While Vernon McLaughlin was on the American Legacy, her skipper tried to run to the north of a storm and ended up against Newfoundland in a Force 12 gale.
“For two days, the ship pounded as it pitched, and rolled forty; you looked out the sides in a trough, and it looked as if you were underwater. There was a great crack in the superstructure in front of the house. Containers were lost over the side. Others were stood against each other like swords when a marine gets married. One that broke open —shoes fell out of it for the rest of the voyage. On other ships, I have seen seamen fall on their knees and pray, they were so afraid.”
While Andy was night-mating the Sea-Land Performance in Charleston, Captain Crook told me about a January crossing he had made years before on the great-circle
route from the Virginia capes to the Strait of Gibraltar. “We hit the worst sea storm to hit the North Atlantic ocean in two hundred years,” he said. “For fifty-two hours, the captain was on the bridge trying to save the ship. Speeding up in the trough to maintain control, slowing up just before the crest so he wouldn't pound the ship too hard. Waves tore the mast off. The bridge was a hundred and fifteen feet off the water. Waves went over us. The decks were solid ice. Whole tractor-trailers were washed over the side. A forty-five-ton truck-crane was loose on the deck like a battering ram. House trailers on the second deck were completely demolished. I was truly afraid.” An ordinary seaman was on lookout on the bridge when the ship lurched and hurled him through the wheelhouse door onto the port-side bridge wing, where he slid on his back across ice and went through the railing. He grabbed the railing, hung on, and dangled above the monstrous sea. Crook went out and pulled him back.

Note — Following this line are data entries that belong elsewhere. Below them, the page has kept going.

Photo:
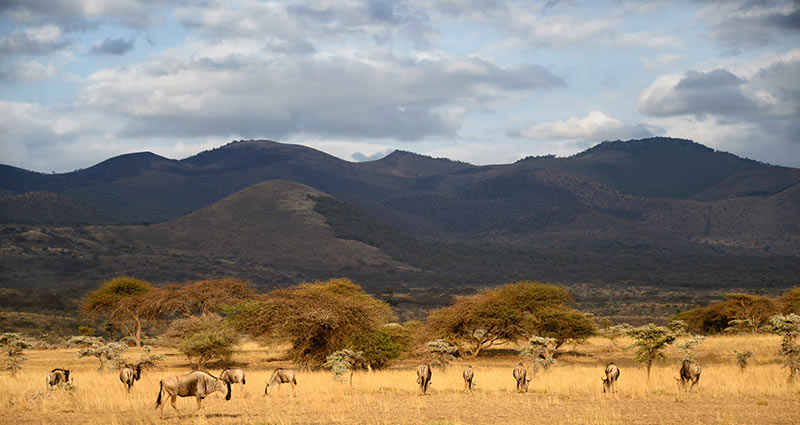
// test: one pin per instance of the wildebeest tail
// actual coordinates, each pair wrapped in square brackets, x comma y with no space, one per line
[160,390]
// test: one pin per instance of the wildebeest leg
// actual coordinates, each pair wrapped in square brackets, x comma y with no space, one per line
[173,400]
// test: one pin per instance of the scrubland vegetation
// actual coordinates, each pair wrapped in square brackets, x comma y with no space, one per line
[568,392]
[356,364]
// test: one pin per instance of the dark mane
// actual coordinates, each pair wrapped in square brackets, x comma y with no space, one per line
[202,371]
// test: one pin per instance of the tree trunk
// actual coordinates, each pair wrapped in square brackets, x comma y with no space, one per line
[138,330]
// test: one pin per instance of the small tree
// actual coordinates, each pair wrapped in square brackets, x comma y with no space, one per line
[742,357]
[203,338]
[103,351]
[650,341]
[383,345]
[343,361]
[120,300]
[614,332]
[317,318]
[540,351]
[678,327]
[789,327]
[14,346]
[688,345]
[441,353]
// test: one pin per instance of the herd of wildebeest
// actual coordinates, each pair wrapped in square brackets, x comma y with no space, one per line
[200,384]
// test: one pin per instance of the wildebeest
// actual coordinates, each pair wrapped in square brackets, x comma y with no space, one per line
[57,376]
[198,384]
[129,374]
[233,376]
[281,376]
[468,374]
[610,381]
[521,375]
[424,378]
[690,372]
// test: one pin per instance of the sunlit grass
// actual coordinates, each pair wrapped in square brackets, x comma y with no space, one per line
[569,392]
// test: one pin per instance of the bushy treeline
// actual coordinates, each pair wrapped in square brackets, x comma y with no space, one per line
[740,312]
[317,319]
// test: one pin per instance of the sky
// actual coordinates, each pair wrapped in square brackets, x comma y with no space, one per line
[481,81]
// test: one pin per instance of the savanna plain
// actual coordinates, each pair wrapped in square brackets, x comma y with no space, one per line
[570,392]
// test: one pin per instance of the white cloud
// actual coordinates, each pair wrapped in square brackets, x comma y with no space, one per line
[32,70]
[216,90]
[33,40]
[594,126]
[751,109]
[744,22]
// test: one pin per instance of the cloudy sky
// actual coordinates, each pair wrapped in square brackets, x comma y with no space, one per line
[483,81]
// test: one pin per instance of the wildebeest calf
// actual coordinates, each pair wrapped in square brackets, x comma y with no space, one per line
[233,376]
[281,376]
[424,378]
[57,376]
[129,374]
[521,375]
[468,374]
[610,381]
[197,384]
[690,372]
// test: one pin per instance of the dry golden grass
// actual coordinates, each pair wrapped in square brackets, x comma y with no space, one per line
[568,393]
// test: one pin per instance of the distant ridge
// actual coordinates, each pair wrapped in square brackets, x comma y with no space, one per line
[662,193]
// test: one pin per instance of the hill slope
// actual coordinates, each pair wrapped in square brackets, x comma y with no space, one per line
[659,194]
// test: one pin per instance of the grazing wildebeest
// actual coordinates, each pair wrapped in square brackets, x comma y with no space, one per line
[690,372]
[424,378]
[129,374]
[197,384]
[468,374]
[57,376]
[233,376]
[281,376]
[521,375]
[610,381]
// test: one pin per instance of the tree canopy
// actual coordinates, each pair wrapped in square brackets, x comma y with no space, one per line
[197,297]
[739,311]
[508,313]
[203,338]
[119,300]
[318,318]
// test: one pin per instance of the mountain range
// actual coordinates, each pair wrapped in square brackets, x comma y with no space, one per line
[638,229]
[658,194]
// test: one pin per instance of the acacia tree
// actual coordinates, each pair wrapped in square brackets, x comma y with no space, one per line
[199,297]
[14,346]
[93,346]
[742,358]
[539,350]
[120,300]
[203,338]
[650,342]
[317,318]
[343,361]
[791,301]
[738,312]
[788,326]
[688,345]
[441,353]
[508,313]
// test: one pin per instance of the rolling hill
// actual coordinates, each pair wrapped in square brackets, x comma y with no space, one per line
[658,194]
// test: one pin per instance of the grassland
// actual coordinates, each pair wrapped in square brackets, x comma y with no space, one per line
[568,393]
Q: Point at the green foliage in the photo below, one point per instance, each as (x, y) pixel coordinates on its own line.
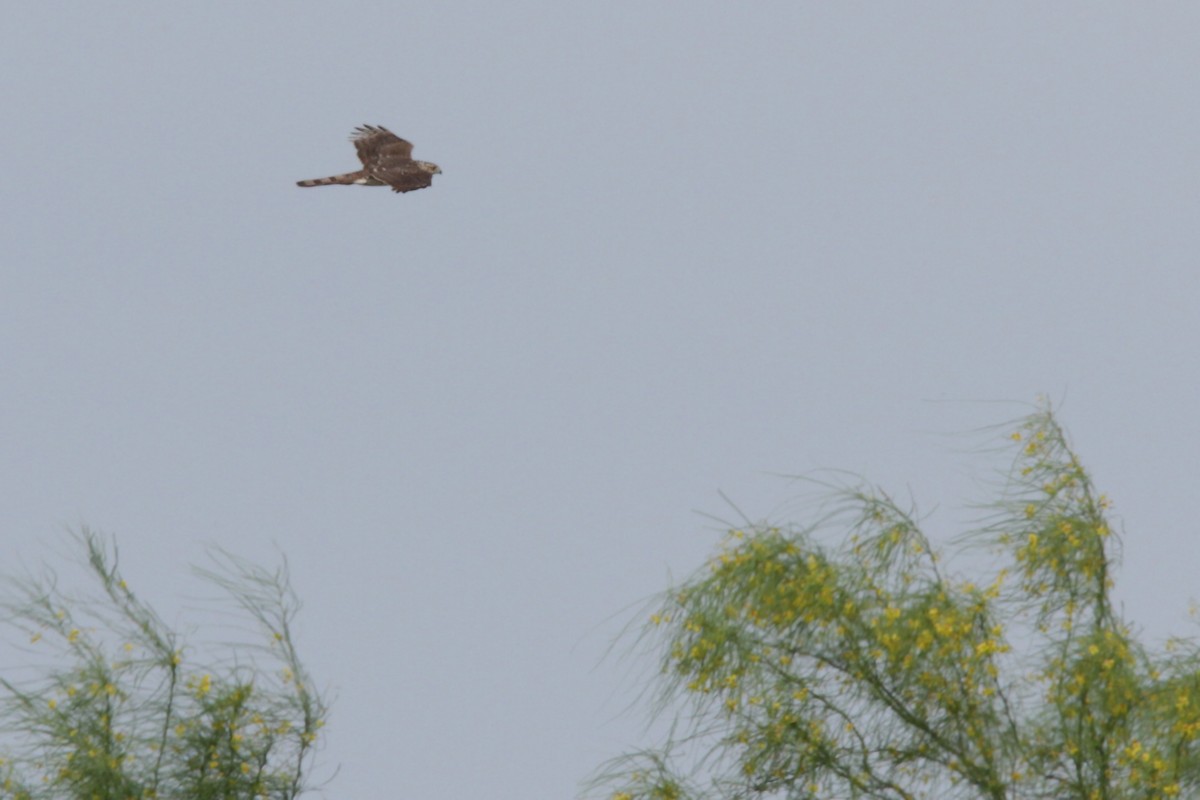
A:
(862, 669)
(123, 713)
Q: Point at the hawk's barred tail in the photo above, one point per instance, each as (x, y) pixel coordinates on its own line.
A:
(346, 180)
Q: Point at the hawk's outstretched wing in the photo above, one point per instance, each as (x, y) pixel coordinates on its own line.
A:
(387, 160)
(378, 143)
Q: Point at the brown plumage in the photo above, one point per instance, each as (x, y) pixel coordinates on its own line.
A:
(387, 161)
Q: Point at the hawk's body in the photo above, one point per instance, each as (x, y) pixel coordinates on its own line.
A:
(387, 161)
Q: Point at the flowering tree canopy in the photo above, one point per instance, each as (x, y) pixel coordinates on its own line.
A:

Andy once said to me, “I love being up on the bridge when it's rough. I enjoy being on watch in rough weather. It's so impressive. It's spectacular. Huge seas. Strong winds. At some point, you cross from awe to terror. I haven't been at that point yet—the ultimate storm. It could change my attitude.” Andy hasn't seen anything worse than a fifty-five-foot sea breaking over him when he was running coastwise on the Spray in the winter North Atlantic. “My height of eye was fifty-two feet off the water, and the water broke over the bridge and hit the radar mast. Water went down stacks
into the engine room.” Not enough water to change his attitude.